When I was at school, I learned nothing about the British constitution, but one thing I did absorb was this: although we do not have a written founding document, our invisible constitution was apparently uniquely successful and therefore inviolable. However, during the 1980s, I gradually became aware that there was something a bit odd about this perfect constitution. In other democracies, many of the controversial or unpopular measures introduced by Margaret Thatcher’s governments – such as the ‘poll tax’ and broadcasting and book bans – could be challenged in the courts. In the UK, however, there was nothing citizens could do to overturn such policies, except take to the streets to protest or wait up to five years for another election. 

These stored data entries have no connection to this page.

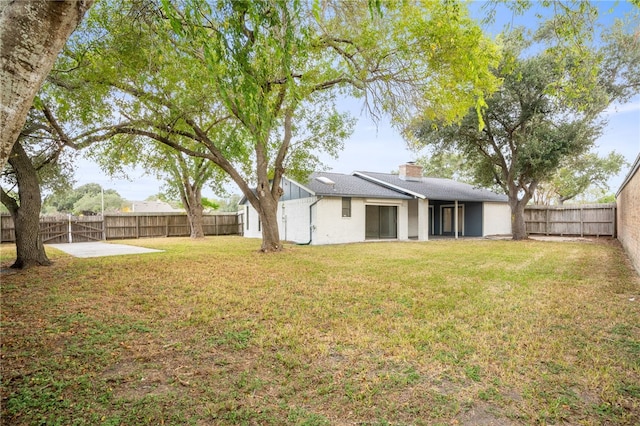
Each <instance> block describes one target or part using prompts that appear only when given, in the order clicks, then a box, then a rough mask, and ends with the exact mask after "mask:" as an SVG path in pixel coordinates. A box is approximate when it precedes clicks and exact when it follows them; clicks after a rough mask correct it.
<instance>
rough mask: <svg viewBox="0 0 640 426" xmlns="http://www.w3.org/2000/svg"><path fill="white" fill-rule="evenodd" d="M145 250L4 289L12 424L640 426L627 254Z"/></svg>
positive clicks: (190, 241) (437, 251) (374, 245)
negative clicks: (542, 424) (283, 252)
mask: <svg viewBox="0 0 640 426" xmlns="http://www.w3.org/2000/svg"><path fill="white" fill-rule="evenodd" d="M130 243H131V242H130ZM133 244H140V245H144V246H145V247H151V248H159V249H163V250H166V251H165V252H163V253H154V254H145V255H134V256H116V257H105V258H93V259H74V258H71V257H68V256H65V255H62V254H59V253H58V254H55V253H51V255H52V257H53V258H54V259H55V263H54V265H53V266H52V267H49V268H38V269H32V270H29V271H26V272H21V273H17V274H10V275H3V277H2V332H3V339H2V345H3V347H2V354H3V370H4V371H3V373H4V374H3V381H2V386H3V404H2V410H3V411H2V416H3V418H4V419H9V421H10V422H11V423H12V424H79V425H81V424H113V425H119V424H161V423H164V424H197V425H199V424H202V425H204V424H212V423H216V424H283V423H287V424H305V425H322V424H470V425H471V424H536V423H538V424H553V423H563V422H564V423H569V424H594V425H595V424H629V425H631V424H637V423H638V422H640V386H638V383H640V324H639V321H638V318H640V297H639V296H640V283H639V280H638V278H637V276H636V275H635V274H634V273H633V271H632V270H631V269H630V268H629V267H628V265H627V264H626V263H625V262H624V254H623V252H622V251H621V249H620V248H619V247H618V246H617V245H616V244H613V243H609V244H603V243H549V242H535V241H527V242H518V243H516V242H511V241H481V240H479V241H437V242H428V243H384V244H353V245H340V246H327V247H300V246H291V247H288V248H287V250H286V251H285V252H284V253H280V254H268V255H264V254H259V253H257V252H256V251H257V249H258V242H257V241H255V240H253V241H252V240H247V239H242V238H238V237H229V238H224V237H218V238H209V239H206V240H202V241H191V240H188V239H155V240H139V241H135V242H133ZM11 254H12V253H11V249H10V248H9V249H8V248H7V247H6V246H5V247H3V248H2V253H1V259H2V260H3V263H4V264H6V263H8V262H9V261H10V257H11ZM633 298H635V300H633V301H632V300H631V299H633Z"/></svg>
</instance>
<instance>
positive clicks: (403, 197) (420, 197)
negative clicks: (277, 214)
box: [241, 164, 511, 245]
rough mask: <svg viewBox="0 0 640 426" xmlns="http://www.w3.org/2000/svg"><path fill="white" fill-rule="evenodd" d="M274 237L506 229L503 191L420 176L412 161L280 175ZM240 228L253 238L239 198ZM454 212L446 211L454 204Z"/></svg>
mask: <svg viewBox="0 0 640 426" xmlns="http://www.w3.org/2000/svg"><path fill="white" fill-rule="evenodd" d="M281 187H282V189H283V196H282V198H281V200H280V202H279V204H278V226H279V231H280V238H282V239H283V240H285V241H292V242H295V243H298V244H313V245H320V244H340V243H353V242H364V241H375V240H399V241H405V240H420V241H426V240H428V239H429V237H432V236H443V237H445V236H446V237H451V238H458V237H464V236H475V237H482V236H487V235H497V234H501V235H503V234H510V233H511V219H510V217H511V211H510V209H509V206H508V204H507V198H506V196H504V195H499V194H495V193H493V192H491V191H487V190H484V189H479V188H475V187H473V186H471V185H468V184H464V183H460V182H455V181H452V180H450V179H438V178H425V177H422V168H421V167H419V166H416V165H414V164H406V165H403V166H400V174H399V175H394V174H386V173H370V172H354V173H353V174H351V175H346V174H340V173H313V174H312V175H311V176H310V178H309V180H308V182H305V183H299V182H295V181H293V180H291V179H287V178H283V180H282V183H281ZM241 204H244V209H245V230H244V236H245V237H249V238H261V237H262V229H261V224H260V221H259V217H258V214H257V212H256V211H255V209H253V207H252V206H251V205H250V204H249V203H248V202H247V200H246V199H245V200H242V202H241ZM456 209H457V211H458V215H457V216H456V215H454V213H453V212H454V211H456Z"/></svg>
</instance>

This powerlessness and lack of accountability was a major driver behind the founding of Charter 88 in 1988, led by Anthony Barnett and Stewart Weir. I was lucky as a relatively young activist to be asked to join its council. We called for holistic change: a democratic second chamber, electoral reform, devolution, freedom of information and a bill of rights. And we had one major overall objective: we wanted the people of this country to have more power over the decisions which affected them; what in today’s money might be called ‘taking back control’. We sought this not for its own sake, but as a means of making our society fairer. 

It took a little time, but this message started to persuade people at the highest levels of the Labour Party. John Smith succeeded Neil Kinnock as Leader following the Conservatives’ 1992 general election victory and the following year he gave a landmark speech to Charter 88, entitled ‘A Citizens’ Democracy. For the first time, he articulated a clear objective for wholesale constitutional reform. Its purpose, he said, was to ‘restore democracy to our people – for what we have in this country is not real democracy: it is elective dictatorship.’ The use of the term ‘elective dictatorship’ is interesting, as it partly echoed Lord Hailsham, a former Conservative Lord Chancellor, who had coined the phrase two decades earlier. Notably, in this speech Smith committed the Labour Party to the introduction of a human rights act based on the European Convention of Human Rights (ECHR), which turned 70 years old this month. 

John Smith died unexpectedly the following year, but Tony Blair, despite some scepticism, largely kept faith with his predecessor’s commitment to constitutional reform. The precise objectives articulated by Smith, however, seemed to wither away and the purpose of the proposed policies became more obscure. In particular, there was no unified narrative to link them together and no sense of what might come next.